The June 2009 issue is Alterman's first, and while it's too early to tell much, there are some encouraging signs: The art and graphics are cleaning up, the brilliant and hilarious John Phillips has four pieces in this issue (after months where he was so low-profile that I was checking the masthead in fear that he'd been Yates'd) and Csaba himself is on-board with the first in a series on Certified Pre-Owned vehicles (apparently he no longer has access to the C/D press fleet).

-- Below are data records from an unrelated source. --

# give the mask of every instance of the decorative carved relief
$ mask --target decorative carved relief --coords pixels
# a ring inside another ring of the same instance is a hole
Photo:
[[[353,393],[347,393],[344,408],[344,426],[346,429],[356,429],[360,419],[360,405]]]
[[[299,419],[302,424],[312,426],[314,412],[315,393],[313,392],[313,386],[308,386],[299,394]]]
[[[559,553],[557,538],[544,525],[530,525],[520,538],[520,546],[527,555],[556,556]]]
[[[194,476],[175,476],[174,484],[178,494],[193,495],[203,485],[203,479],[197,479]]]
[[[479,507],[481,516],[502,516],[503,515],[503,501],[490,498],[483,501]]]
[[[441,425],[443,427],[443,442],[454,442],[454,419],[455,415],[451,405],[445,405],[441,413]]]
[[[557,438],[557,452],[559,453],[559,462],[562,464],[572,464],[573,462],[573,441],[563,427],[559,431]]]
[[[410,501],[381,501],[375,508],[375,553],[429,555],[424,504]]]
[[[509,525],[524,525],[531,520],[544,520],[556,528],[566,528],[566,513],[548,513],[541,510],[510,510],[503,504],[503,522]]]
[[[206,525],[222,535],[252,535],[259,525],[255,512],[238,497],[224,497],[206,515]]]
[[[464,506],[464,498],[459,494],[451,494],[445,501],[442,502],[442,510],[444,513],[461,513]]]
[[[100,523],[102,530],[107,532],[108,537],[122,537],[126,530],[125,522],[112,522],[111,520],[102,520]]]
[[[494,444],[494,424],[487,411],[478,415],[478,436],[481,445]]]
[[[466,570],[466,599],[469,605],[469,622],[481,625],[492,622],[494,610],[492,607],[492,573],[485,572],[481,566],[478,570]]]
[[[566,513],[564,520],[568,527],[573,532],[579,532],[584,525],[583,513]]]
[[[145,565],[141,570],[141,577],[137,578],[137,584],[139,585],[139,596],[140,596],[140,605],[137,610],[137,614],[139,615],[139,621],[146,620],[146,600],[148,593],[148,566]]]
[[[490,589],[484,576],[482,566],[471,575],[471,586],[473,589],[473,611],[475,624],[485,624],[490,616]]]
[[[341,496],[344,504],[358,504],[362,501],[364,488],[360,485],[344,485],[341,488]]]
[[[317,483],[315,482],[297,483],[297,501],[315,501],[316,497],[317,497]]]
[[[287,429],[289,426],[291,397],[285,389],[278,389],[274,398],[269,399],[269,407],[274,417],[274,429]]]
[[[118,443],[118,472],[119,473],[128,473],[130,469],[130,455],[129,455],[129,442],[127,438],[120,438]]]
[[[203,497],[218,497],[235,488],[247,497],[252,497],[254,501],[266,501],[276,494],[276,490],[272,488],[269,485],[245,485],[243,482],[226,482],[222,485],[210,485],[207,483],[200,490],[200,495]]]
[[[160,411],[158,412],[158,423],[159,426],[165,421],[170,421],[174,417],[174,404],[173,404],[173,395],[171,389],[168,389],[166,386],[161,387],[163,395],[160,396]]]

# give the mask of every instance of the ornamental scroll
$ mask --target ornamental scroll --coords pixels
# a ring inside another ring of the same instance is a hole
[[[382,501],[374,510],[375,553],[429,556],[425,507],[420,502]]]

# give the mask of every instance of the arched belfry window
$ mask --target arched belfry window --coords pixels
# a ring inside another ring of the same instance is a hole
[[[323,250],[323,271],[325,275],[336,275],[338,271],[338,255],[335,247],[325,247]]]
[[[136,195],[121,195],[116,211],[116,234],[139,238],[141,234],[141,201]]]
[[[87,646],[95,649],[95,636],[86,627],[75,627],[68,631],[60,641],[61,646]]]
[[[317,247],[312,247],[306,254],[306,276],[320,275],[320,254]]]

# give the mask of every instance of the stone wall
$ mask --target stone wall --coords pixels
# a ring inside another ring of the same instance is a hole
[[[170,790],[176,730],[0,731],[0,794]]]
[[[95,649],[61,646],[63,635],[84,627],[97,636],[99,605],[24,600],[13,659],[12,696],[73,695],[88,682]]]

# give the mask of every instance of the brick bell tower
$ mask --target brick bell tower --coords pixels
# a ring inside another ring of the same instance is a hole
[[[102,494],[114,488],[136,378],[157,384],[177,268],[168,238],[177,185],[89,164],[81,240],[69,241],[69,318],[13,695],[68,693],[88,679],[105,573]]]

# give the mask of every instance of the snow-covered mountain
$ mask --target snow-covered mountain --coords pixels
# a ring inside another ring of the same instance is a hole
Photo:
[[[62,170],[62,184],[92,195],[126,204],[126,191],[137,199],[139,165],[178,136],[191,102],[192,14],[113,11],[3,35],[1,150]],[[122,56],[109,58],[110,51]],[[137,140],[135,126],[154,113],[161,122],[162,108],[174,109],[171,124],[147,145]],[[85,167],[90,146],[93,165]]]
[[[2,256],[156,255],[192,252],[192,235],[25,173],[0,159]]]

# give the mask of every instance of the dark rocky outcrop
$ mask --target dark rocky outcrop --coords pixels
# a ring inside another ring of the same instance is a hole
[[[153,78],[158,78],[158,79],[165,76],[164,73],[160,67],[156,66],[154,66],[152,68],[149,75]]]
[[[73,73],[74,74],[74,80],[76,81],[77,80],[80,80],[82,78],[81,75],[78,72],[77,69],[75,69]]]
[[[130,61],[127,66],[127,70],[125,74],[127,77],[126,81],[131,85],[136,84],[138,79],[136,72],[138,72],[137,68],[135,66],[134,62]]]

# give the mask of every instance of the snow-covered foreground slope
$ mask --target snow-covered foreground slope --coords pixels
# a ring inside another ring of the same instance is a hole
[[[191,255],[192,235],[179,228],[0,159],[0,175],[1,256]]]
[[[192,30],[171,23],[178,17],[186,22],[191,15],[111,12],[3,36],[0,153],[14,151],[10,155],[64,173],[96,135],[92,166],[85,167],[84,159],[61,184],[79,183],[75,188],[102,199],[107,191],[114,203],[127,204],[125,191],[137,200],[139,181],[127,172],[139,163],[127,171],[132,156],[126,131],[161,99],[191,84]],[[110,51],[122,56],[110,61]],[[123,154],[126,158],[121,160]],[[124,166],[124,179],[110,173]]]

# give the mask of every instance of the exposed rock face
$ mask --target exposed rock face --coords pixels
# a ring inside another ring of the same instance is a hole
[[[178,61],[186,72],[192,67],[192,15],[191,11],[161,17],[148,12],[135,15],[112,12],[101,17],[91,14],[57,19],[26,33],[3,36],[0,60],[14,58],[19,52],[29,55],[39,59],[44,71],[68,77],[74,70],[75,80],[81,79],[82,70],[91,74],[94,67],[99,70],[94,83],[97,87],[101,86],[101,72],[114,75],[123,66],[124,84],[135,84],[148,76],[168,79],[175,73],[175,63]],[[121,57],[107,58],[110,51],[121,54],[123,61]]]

But most encouraging is the tone Alterman himself sets in his introductory column. The two worst things that could have happened to this magazine would have been to hire someone with no sense of the history of Car and Driver or to hire someone who treated it like a museum...with blinders on as to where magazines (or whatever might replace magazines) are heading and a plan to get there first.

Alterman, in his late 30s, has hands-on experience with the web (which is no walk in the park...Winding Road has gone to a subscription model for its innovative .pdf edition, which rarely works for something that's been free for years, and The Truth About Cars has suggested recently that it's going to need to see some money from readers to stay afloat), but was raised by a father who read C/D religiously. Alterman not only knows who David E. Davis, Jr. is, he interned for him at Automobile. And he also knows from Leon Mandel, Don Sherman, William Jeanes and Karl Ludvigsen.

With archrivals Motor Trend and Automobile in trouble (parent company Source Interlink has filed for bankruptcy protection), Car and Driver has a unique opportunity to get very far out in front.

Go read Eddie's column online...then go down to Barnes & Noble and get one of the subscription cards out of the magazine and mail it in. A 2-year sub is 75 cents an issue (newstand price is $4.99). I'm betting you'll be renewing in 2011.